Rating: Summary: Well written and very revealing! Review: As a current sufferer of bulimia, I understand exactly what the author was trying to convey. this book is a must read for anyone who is or knows anyone suffering from an eating disorder.
Rating: Summary: Interesting lifestyle Review: Extremely well written. Needed more excitement.
Rating: Summary: Writer Finds Own Lessons in Coping with Agony Review: This wrenchingly self-revealing eating-disorders narrative examines how compulsive destructiveness to body and mind may be spurred by an obscure self-hatred and a haze of self-alienation. Also operating for Marya Hornbacher was a frightening existential curiosity, a desire to test her limits. Recounting many painful events, she is straightforward and unsentimental, yet often evokes pathos by the fascinating, terrifying inner logic of her eating-disordered behavior. Another asset of this memoir is its sense of balance: exploring in detail both the subtle family and cultural messages that discourage self-acceptance and the personal responsibility of the individual for her response. Ultimately, two facets of Hornbacher's experience stayed with me most: first, the way in which she increasingly worked to discard the roles she had long ago adopted to control her pain and anxiety. She has claimed lessons from reflecting on her history and is building the capacity to interpret the world independently, through categories of value that reflect her own perceptions. She makes clear that such learning is a grueling, largely solitary process. Second, I am struck by how her growth was wrought from a condition that, for the author at least, had become a viscerally ingrained mode of being felt to be as central to surviving as breathing, and to be a crux of her sense of identity. This description of painful dependency is an achievement of visibility, because one just doesn't tend to realize a person's desperation could attain such intensity, especially if she is also high-functioning in some ways. Furthermore, to conceive of eating disorders as having the addictive component Hornbacher describes hints at the difficulty involved in progressively working one's way out of its grasp.

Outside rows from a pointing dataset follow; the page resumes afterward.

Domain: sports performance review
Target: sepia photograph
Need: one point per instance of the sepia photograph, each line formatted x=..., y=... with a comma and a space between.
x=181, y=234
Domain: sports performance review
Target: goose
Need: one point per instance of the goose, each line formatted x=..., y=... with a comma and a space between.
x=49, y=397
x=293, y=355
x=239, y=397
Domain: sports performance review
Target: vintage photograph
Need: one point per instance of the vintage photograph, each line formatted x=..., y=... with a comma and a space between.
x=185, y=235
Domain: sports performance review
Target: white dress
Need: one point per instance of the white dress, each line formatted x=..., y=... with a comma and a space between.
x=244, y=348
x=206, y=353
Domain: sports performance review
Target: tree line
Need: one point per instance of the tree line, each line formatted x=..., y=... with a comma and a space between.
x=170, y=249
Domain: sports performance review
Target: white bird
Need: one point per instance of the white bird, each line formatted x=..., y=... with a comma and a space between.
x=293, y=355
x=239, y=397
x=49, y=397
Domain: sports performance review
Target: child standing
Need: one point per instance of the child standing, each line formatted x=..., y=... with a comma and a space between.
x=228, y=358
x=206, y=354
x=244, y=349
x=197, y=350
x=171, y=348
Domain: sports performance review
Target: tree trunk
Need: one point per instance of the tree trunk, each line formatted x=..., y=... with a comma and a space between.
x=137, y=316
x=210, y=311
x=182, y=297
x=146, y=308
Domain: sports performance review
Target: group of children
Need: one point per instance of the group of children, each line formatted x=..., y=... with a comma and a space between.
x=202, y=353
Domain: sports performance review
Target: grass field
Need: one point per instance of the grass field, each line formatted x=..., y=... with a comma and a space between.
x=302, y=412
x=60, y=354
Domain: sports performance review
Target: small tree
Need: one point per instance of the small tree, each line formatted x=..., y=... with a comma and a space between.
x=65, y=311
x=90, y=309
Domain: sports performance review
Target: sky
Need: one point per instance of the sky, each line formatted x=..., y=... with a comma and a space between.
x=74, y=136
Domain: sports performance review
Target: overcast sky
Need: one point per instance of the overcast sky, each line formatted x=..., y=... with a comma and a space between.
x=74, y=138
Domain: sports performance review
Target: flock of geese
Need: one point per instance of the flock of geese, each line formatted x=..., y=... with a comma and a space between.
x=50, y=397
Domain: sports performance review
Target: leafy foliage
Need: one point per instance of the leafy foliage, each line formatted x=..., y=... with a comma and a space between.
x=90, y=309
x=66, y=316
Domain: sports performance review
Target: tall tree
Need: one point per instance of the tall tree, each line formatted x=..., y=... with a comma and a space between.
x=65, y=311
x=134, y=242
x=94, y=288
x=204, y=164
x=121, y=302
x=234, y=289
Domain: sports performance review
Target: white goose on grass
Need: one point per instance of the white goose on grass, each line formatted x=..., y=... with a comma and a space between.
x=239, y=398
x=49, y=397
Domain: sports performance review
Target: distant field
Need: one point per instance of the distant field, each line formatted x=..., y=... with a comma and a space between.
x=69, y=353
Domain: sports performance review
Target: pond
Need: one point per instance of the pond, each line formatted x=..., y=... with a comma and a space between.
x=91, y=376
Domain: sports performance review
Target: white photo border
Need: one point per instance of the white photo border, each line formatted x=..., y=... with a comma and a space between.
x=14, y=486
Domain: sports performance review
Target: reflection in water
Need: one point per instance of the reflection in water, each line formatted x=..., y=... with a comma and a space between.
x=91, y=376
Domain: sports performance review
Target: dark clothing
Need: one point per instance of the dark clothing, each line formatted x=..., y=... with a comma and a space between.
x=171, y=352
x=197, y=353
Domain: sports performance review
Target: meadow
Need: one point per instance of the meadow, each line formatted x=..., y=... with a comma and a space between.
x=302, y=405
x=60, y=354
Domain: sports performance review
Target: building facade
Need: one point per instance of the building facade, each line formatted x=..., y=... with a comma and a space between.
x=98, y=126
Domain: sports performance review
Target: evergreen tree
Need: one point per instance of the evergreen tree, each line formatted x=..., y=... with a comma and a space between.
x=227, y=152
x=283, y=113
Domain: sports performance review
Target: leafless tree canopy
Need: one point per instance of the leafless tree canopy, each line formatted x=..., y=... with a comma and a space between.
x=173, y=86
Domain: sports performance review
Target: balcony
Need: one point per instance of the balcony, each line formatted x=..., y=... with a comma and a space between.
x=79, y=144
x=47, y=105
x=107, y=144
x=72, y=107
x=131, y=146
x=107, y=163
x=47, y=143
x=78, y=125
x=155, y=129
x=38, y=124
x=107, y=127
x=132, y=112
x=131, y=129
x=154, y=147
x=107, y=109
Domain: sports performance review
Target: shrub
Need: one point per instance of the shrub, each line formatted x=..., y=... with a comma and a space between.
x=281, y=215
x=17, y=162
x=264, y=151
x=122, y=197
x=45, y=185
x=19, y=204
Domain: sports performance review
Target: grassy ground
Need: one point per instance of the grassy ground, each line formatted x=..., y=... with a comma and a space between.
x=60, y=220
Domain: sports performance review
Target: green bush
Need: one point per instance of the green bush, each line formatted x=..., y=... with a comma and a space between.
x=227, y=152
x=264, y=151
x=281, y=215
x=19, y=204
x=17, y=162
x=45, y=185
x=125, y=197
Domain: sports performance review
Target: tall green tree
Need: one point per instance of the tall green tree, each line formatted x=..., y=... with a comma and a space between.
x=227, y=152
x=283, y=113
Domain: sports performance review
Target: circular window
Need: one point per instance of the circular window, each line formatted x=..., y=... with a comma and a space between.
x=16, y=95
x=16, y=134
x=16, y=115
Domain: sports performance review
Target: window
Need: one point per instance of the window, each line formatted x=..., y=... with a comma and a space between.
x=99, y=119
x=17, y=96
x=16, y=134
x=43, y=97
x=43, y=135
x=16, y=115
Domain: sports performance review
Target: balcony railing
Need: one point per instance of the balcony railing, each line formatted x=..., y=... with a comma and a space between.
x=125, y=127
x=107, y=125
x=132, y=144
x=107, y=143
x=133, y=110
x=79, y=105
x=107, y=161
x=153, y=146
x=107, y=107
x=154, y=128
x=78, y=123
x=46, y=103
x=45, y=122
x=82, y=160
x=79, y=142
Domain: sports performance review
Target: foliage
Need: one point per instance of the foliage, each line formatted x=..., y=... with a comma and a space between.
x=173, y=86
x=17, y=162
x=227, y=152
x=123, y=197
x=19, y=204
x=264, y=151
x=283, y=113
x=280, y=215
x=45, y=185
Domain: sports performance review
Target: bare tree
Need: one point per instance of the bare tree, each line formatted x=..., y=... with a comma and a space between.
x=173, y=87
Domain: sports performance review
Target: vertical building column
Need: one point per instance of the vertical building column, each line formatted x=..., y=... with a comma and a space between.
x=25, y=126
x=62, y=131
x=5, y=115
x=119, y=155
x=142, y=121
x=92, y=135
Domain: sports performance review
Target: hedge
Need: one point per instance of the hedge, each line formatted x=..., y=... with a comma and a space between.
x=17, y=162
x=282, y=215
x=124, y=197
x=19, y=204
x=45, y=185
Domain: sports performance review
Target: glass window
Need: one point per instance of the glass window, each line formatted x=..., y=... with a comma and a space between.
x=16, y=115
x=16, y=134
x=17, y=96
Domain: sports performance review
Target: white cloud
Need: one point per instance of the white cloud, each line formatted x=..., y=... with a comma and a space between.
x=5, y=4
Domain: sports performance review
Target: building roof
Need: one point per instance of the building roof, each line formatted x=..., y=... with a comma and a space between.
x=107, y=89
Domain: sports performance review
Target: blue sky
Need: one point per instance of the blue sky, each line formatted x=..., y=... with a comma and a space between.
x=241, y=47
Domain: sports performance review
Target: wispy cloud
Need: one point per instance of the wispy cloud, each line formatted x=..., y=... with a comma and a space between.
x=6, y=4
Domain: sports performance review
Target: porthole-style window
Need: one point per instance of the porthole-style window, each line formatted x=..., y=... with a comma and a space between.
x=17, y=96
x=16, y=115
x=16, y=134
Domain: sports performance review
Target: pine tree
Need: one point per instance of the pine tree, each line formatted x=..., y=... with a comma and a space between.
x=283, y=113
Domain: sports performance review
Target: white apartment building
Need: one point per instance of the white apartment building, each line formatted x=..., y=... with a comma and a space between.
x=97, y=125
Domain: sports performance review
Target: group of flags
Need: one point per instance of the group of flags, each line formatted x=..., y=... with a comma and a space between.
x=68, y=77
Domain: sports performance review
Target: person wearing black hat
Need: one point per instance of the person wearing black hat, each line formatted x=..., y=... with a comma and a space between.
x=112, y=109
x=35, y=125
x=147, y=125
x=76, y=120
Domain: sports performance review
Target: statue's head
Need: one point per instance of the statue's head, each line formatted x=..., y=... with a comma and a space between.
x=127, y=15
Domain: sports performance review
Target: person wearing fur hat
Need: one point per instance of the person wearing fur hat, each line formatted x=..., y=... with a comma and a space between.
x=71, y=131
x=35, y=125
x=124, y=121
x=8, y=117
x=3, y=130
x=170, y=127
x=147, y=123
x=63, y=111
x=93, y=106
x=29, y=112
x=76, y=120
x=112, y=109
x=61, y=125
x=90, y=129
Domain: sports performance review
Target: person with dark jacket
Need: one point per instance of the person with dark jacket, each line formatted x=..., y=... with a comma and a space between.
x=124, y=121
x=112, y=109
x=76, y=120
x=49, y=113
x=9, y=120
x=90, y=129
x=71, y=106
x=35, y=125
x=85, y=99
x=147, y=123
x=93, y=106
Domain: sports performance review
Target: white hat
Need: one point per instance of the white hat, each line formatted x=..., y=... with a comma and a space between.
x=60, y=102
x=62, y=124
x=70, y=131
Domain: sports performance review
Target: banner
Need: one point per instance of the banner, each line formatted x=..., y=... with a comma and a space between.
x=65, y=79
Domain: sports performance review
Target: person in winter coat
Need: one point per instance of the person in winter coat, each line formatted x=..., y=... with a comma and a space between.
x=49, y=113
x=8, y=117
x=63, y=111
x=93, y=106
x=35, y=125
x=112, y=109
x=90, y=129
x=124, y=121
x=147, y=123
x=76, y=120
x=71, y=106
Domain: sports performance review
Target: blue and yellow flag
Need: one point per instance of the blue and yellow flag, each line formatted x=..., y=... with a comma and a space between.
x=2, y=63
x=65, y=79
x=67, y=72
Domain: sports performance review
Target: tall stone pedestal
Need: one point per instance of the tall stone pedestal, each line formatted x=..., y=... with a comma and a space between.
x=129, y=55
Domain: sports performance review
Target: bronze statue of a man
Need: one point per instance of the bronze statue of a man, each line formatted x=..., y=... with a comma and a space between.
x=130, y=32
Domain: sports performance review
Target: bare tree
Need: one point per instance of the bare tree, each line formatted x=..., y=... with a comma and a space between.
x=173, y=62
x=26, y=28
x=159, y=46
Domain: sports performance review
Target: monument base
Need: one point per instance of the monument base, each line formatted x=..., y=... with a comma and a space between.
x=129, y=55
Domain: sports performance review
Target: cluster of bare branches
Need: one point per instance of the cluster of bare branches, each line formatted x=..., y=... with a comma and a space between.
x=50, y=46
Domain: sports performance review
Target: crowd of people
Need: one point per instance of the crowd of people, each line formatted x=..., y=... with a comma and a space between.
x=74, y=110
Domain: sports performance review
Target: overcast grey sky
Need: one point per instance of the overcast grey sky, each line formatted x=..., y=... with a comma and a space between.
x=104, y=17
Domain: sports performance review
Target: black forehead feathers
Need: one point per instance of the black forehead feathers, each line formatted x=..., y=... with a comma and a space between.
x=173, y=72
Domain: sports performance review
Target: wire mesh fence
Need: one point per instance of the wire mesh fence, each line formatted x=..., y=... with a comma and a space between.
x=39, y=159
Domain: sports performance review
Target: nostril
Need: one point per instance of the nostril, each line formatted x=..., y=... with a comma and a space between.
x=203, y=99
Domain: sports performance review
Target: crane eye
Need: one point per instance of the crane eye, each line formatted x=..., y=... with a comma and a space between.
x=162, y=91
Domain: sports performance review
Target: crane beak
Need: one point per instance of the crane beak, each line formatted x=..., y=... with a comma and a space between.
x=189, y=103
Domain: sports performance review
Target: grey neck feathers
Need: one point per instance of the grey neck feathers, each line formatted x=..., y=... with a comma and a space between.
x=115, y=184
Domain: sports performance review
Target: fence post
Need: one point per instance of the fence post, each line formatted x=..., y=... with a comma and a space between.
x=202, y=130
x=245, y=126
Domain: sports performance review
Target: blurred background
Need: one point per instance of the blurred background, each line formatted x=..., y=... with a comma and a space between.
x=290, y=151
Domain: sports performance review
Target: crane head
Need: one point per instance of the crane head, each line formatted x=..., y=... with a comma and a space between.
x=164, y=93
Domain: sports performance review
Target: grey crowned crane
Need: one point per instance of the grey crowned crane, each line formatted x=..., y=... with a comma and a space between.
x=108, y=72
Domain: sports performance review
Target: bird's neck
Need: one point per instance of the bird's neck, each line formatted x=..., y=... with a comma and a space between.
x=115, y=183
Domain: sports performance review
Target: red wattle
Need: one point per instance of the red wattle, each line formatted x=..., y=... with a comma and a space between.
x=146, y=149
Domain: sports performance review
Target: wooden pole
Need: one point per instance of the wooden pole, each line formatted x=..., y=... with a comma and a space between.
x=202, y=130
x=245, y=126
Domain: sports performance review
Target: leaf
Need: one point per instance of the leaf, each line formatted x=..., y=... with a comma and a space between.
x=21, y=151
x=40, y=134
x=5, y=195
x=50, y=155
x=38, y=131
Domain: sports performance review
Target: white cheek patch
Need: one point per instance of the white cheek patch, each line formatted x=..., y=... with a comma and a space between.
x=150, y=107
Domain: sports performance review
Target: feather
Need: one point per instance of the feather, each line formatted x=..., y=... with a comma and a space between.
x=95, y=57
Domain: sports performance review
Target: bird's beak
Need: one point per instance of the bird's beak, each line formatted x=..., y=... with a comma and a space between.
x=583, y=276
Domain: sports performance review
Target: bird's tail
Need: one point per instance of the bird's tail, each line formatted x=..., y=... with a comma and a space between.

Rating: Summary: This books speaks the completely unglamorous truth. Review: As a recovering anorexic/bulimic/compulsive overeater, I must say this book is uncanny. This woman's struggles are shocking, provocative, informative, and frighteningly familiar. The author does not leave us with words of wisdom, or a happy ending, but bare and ambiguous truth--no one can say how the story of her struggle or anyone else's will end. The details of her life are stated not to blame or preach, but to offer some sort of spiritual visualization that even the farthest removed nay-sayer must believe and validate. Truly a haunting experience.